Embora o Ministro Gilmar Mendes enfatize que o julgamento desse HC 164.493 limita-se apenas a decidir sobre os processos referentes ao Lula, que já haviam sido anulados, não há como deixar de reconhecer seus efeitos em relação a todos os processos originários da lava jato que foram sentenciados pelo juiz Sérgio Moro, acusado de parcialidade, principalmente, depois que a sociedade inteira tomou conhecimento das barbaridades jurídicas perpetradas pelos membros da operação lava jato envolvendo a ação de procuradores com o conhecimento do juiz Sergio Moro, no mínimo.

Efeitos avassaladores

Como eu disse anteriormente, a decisão a ser proferida neste HC 164.494, que perdeu seu objeto, visa tão somente fixar uma tese em abstrato.

Por isso, seus efeitos são avassaladores.  É de se presumir que a lava jato ficará definitivamente sepultada com esse julgamento que está implicitamente louvado nas contundentes provas que, embora ilícitas, demonstram as arbitrariedades e desvios funcionais dos membros da lava jato, absolutamente inadmissíveis.

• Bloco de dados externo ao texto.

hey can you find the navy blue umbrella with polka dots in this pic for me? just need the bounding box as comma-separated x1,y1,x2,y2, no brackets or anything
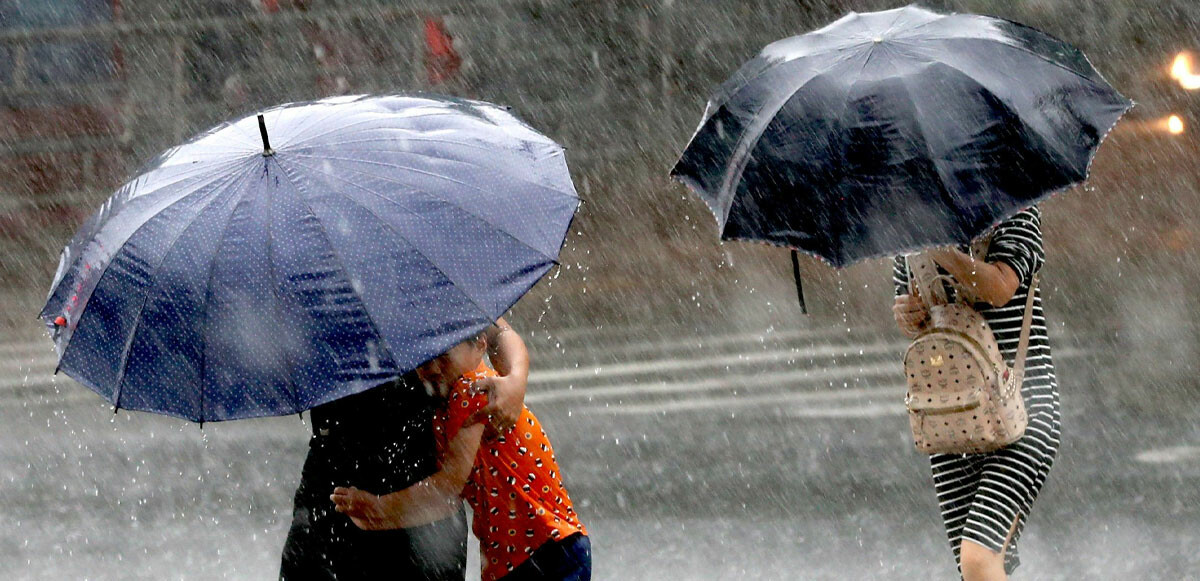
40,94,579,422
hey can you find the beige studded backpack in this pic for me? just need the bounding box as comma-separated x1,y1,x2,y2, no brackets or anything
902,251,1038,455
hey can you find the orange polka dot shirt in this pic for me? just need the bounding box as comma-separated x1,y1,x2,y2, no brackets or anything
434,364,587,581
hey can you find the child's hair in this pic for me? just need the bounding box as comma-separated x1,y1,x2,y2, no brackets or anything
463,329,487,348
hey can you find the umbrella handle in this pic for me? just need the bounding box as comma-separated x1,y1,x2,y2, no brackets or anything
791,249,807,315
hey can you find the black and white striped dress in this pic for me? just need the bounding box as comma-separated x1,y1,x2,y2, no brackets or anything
892,206,1061,575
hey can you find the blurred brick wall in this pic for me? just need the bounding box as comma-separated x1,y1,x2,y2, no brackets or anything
1,0,1197,350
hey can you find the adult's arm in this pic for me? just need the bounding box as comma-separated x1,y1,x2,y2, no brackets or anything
472,317,530,433
926,249,1021,307
331,422,485,530
928,207,1045,308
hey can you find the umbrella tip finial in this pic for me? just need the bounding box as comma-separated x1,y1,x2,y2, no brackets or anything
257,114,275,157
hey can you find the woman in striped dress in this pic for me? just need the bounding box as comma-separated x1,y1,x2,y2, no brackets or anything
891,206,1061,581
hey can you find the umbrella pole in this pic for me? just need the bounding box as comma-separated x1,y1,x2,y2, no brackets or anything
791,249,807,314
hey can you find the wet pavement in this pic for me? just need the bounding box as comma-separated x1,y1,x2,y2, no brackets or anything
2,323,1198,580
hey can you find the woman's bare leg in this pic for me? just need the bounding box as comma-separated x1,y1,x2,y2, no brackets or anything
959,540,1006,581
960,514,1020,581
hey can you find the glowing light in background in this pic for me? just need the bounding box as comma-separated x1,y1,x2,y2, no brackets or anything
1167,115,1185,134
1170,52,1200,89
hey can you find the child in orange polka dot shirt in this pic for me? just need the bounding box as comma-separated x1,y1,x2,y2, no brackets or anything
332,330,590,581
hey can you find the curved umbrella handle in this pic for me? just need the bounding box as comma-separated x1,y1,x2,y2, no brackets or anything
791,249,807,314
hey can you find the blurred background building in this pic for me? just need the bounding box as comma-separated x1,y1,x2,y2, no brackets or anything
1,0,1197,393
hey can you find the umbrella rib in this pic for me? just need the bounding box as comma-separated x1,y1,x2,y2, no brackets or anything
266,100,380,149
915,36,1105,88
720,50,868,245
281,110,462,150
272,162,418,375
220,117,267,151
904,53,1082,174
711,42,870,114
267,101,353,150
107,169,250,414
56,162,253,391
193,171,260,422
289,149,576,204
882,6,909,35
83,155,248,229
995,40,1112,89
288,157,563,261
263,163,303,412
299,135,533,156
892,12,947,36
714,50,866,206
288,151,577,225
136,154,250,186
819,63,878,264
47,160,245,306
282,158,499,326
305,135,493,151
895,73,965,241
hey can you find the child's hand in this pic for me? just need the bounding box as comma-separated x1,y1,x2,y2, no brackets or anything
330,486,388,530
468,374,525,435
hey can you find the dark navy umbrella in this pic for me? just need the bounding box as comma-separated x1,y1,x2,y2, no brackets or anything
40,94,578,422
671,5,1131,278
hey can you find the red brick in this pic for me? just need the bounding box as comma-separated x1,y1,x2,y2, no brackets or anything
88,148,132,189
0,203,87,241
0,104,123,141
0,152,85,197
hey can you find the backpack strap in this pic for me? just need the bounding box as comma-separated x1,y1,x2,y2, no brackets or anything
1010,275,1040,388
906,253,948,306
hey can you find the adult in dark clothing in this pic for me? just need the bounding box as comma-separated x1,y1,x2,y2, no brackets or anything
279,373,467,580
280,319,531,580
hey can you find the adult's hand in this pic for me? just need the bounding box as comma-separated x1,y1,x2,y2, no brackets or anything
331,486,387,531
473,317,529,436
893,294,929,338
468,373,525,435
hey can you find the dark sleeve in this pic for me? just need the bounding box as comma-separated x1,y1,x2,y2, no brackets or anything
986,206,1045,287
892,255,909,297
309,374,439,490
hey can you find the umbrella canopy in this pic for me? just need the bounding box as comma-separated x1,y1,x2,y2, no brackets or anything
40,94,579,422
671,4,1131,267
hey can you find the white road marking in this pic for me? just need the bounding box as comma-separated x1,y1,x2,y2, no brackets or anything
784,402,904,418
583,385,905,415
0,330,1090,416
545,327,867,358
527,362,900,403
1134,445,1200,464
528,341,905,384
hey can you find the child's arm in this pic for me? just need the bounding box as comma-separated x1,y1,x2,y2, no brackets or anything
331,421,485,530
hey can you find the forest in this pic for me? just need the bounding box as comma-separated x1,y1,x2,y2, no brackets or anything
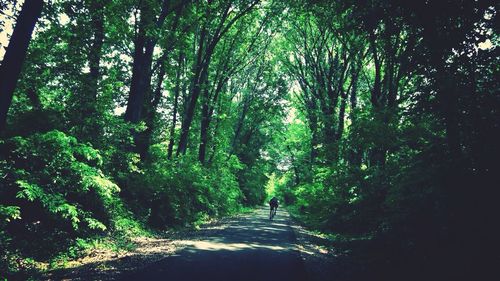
0,0,498,280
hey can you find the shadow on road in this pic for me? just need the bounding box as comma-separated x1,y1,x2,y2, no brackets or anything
119,206,307,281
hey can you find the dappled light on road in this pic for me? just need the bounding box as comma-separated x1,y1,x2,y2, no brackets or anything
119,207,307,281
178,240,288,252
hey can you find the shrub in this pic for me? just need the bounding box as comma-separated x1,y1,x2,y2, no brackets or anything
0,130,120,258
129,145,244,228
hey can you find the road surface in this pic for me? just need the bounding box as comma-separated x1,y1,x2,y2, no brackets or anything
119,206,308,281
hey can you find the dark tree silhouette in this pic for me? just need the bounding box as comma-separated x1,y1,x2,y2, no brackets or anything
0,0,43,132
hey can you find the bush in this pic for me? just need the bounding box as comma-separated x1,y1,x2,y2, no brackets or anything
0,130,120,260
126,145,244,228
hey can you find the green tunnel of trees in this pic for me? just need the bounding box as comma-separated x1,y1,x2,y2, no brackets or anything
0,0,498,279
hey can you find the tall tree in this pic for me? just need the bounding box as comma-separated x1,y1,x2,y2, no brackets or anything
176,0,260,156
124,0,187,159
0,0,43,132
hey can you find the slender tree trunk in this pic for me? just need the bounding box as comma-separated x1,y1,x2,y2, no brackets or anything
229,95,251,159
138,61,167,160
306,100,319,173
199,77,225,163
336,91,347,141
177,24,208,156
88,0,105,100
167,53,184,159
348,65,362,167
0,0,43,132
286,145,301,186
321,97,337,163
177,1,257,156
369,29,381,108
198,100,210,163
177,63,209,155
207,96,224,164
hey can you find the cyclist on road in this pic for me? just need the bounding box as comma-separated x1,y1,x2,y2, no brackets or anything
269,196,279,219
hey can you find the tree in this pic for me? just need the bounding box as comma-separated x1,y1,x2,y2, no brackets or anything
176,0,260,156
0,0,43,132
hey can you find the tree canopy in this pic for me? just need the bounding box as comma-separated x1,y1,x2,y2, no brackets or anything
1,0,498,279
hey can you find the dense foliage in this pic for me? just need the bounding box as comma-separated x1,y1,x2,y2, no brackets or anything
270,1,499,280
0,0,498,279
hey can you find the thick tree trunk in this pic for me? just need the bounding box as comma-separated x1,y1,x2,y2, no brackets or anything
421,15,461,160
438,68,461,159
124,43,154,124
124,1,179,159
124,0,174,124
123,14,150,123
0,0,43,132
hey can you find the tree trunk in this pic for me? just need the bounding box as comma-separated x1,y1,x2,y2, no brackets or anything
336,91,347,141
229,94,251,160
0,0,43,132
177,23,209,156
88,0,105,100
124,0,174,124
177,1,257,156
138,60,167,160
286,145,301,186
198,101,210,163
74,0,106,142
369,29,381,108
207,96,224,164
123,10,150,123
124,45,154,124
348,65,362,167
167,52,184,159
198,75,226,163
124,1,179,159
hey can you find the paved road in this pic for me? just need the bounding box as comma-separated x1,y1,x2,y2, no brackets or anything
119,206,308,281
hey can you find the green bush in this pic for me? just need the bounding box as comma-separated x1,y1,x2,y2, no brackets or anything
126,145,244,228
0,130,120,259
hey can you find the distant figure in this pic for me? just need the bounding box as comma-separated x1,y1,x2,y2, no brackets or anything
269,196,279,220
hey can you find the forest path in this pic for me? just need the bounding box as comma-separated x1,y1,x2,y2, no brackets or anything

É uma pena de bilhões de recursos investidos ao longo do tempo nessa operação lava jato, mobilizando órgãos e instituições tenham que ir por terra, exatamente no momento em que sob novo comando da PGR, os antigos membros que deturparam a sua missão haviam sido afastados.

Que os fatos gravíssimos que vieram à tona por meio de provas ilícitas devam ser apurados é indiscutível não, porém, acoimar de nulas todos os atos praticados perante a 13ª Vara de Curitiba, implicando soltura de todos os condenados por atos de corrupção, valendo-se da tese da parcialidade do juiz na condução dos processos, onde os procuradores faziam o que bem entendem, atuando à margem da lei.